Talk about what selected staff could spill kicked off right away, running side-by-side with the congrats frenzy.
A thread that blew up fast came from one user: "Thinking about the information architecture here. Those agreements cover proprietary technology, operational infrastructure, intellectual property. They do not cover the general experience of being somewhere. Which means the staff who arrive at Lunar Base Sanctuary five days before trial commencement are going to come back with something nobody else has."
It went on: "What does the sky look like from the lunar surface with Earth visible? What does the food taste like? What's the common area like? Does it feel like a research station or something else? Does it feel finished or still in progress? Is there natural light simulation or something different? Those questions are not covered by any confidentiality agreement and the answers are going to travel faster than any official announcement."
Response: "The coordination notice said photography and recording are permitted in common areas and designated observation zones. Which means the staff can post images. Which means LucidNet is going to have photographs taken from the lunar surface posted by a line cook from São Paulo within thirty days and I am not emotionally prepared for that."
The São Paulo line cook, lurking in the thread, shot back: First thing I'm doing when I get there.
That reply outshone every other post in the thread for engagement.
A fresh chat sparked around the departure dates some staffers revealed in their shares.
Not just confirmations, but hard dates tied to real names—those turned the vague roster into stone-cold reality like nothing else had.

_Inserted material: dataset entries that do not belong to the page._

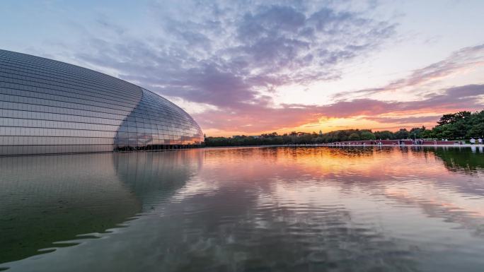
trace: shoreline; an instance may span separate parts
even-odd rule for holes
[[[453,148],[484,148],[484,144],[470,144],[464,143],[461,145],[431,145],[431,144],[424,144],[424,145],[413,145],[413,144],[381,144],[381,145],[374,145],[374,144],[352,144],[352,145],[336,145],[330,143],[307,143],[307,144],[288,144],[288,145],[259,145],[259,146],[204,146],[202,148],[258,148],[258,147],[318,147],[318,146],[331,146],[331,147],[366,147],[366,146],[394,146],[394,147],[453,147]]]

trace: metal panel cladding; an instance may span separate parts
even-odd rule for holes
[[[198,146],[193,119],[165,98],[75,65],[0,50],[0,155]]]

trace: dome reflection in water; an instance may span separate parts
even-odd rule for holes
[[[0,244],[13,253],[0,266],[480,271],[483,158],[386,147],[4,158]],[[100,239],[76,237],[91,232]]]

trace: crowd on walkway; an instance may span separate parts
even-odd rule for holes
[[[483,137],[476,139],[471,138],[469,142],[471,145],[482,145],[484,142]],[[400,139],[400,140],[361,140],[361,141],[346,141],[342,142],[335,142],[333,145],[337,146],[388,146],[388,145],[413,145],[413,146],[448,146],[448,145],[464,145],[466,141],[449,141],[442,140],[425,140],[425,139]]]

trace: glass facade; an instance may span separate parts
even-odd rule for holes
[[[200,145],[182,109],[136,85],[0,50],[0,155],[159,150]]]

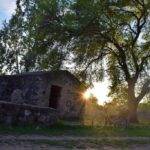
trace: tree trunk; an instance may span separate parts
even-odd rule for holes
[[[128,119],[130,123],[138,123],[137,116],[138,102],[135,100],[128,102]]]

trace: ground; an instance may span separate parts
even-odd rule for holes
[[[150,126],[0,126],[0,150],[149,150]]]

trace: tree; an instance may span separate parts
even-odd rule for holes
[[[150,91],[149,0],[18,0],[18,3],[24,13],[25,39],[30,43],[26,45],[26,50],[30,49],[26,56],[35,54],[35,66],[50,68],[54,49],[63,56],[58,57],[61,65],[73,53],[81,75],[103,78],[106,72],[111,93],[117,93],[120,86],[127,89],[129,120],[138,121],[138,104]]]
[[[76,0],[62,21],[78,68],[92,76],[105,68],[111,92],[126,86],[130,122],[138,122],[138,104],[150,92],[149,8],[148,0]]]
[[[70,35],[77,62],[90,72],[105,58],[111,91],[127,87],[129,120],[137,122],[138,104],[150,92],[150,2],[77,0],[73,6],[77,21]]]

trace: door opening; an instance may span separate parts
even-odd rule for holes
[[[61,94],[61,87],[52,85],[51,86],[51,93],[50,93],[50,98],[49,98],[49,107],[57,109],[58,106],[58,100],[60,98]]]

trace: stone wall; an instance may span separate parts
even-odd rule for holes
[[[57,121],[58,113],[52,108],[0,101],[0,123],[50,126]]]
[[[80,82],[68,71],[0,76],[0,101],[49,107],[51,87],[62,88],[57,111],[62,118],[78,118],[83,107]]]

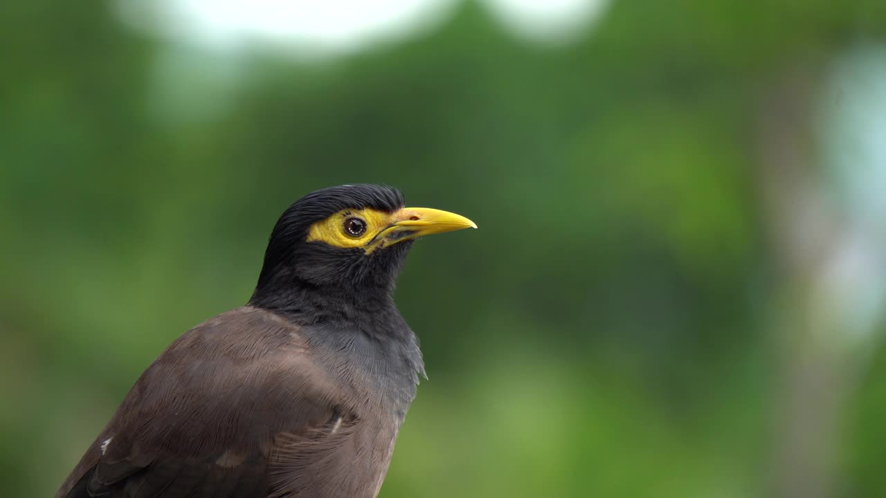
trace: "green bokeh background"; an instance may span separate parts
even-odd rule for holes
[[[770,89],[883,41],[874,0],[616,0],[561,44],[465,2],[299,61],[4,3],[0,494],[51,495],[162,348],[249,298],[291,201],[366,182],[480,227],[400,279],[430,379],[382,497],[886,495],[886,354],[797,346],[809,283],[759,152]],[[835,409],[814,376],[811,408],[781,402],[795,356],[849,379]],[[835,442],[810,494],[780,455],[819,388]]]

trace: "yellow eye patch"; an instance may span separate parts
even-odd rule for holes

One forum member shared: "Confirmation has come in that they're heading off from Earth shortly. This aligns perfectly with the orientation schedule in the recruitment notice. They stated five days. It's exactly five days. All details in every document stay precise and uniform, yet it somehow shocks us each and every time."
A different user chimed in: "What keeps drawing me back is the unwavering consistency. Four months worth of announcements. Zero corrections. No retracted claims. Not a single contradicting fact. Now staff emails arrive bearing dates that sync exactly with the recruitment announcement. Eventually, such reliability shifts from remarkable to expected standard, and I believe we've arrived there."
Talks centering on the shuttle's real-life appearance sparked a prolonged separate thread.
A participant commented: "Volunteers and staff can openly snap photos and videos of the trip. The logistics announcement states it clearly. Thus, the initial real-world shots of a Nova Technologies shuttle — excluding livestreams, renders, or screenshots — will come from a nurse, therapist, or kitchen worker using their phone during boarding. And naturally, those pics will hit the web right away."
A response followed: "The shuttle materializing over the airport and dropping straight down to the landing area. During morning hours. Right before airport workers and nearby onlookers. I've pondered that scene for three weeks straight and still can't visualize it completely."
Yet another contributed: "Air traffic controllers at those airports will spot it first on radar. They've received briefings. They're aware it's approaching. Yet they'll stare at their displays and experience a sensation beyond what the prep materials covered. The world stands on the brink of transformation on an unprecedented level."
The publication racked up hundreds of thousands of likes.
Disease-focused groups and selection-tracking forums reacted uniquely to the staff email updates. Staff takeoff served as the prominent vanguard of an awaited milestone since the criteria reveal. Chosen staff leaving indicated the facility now welcomed their arrival.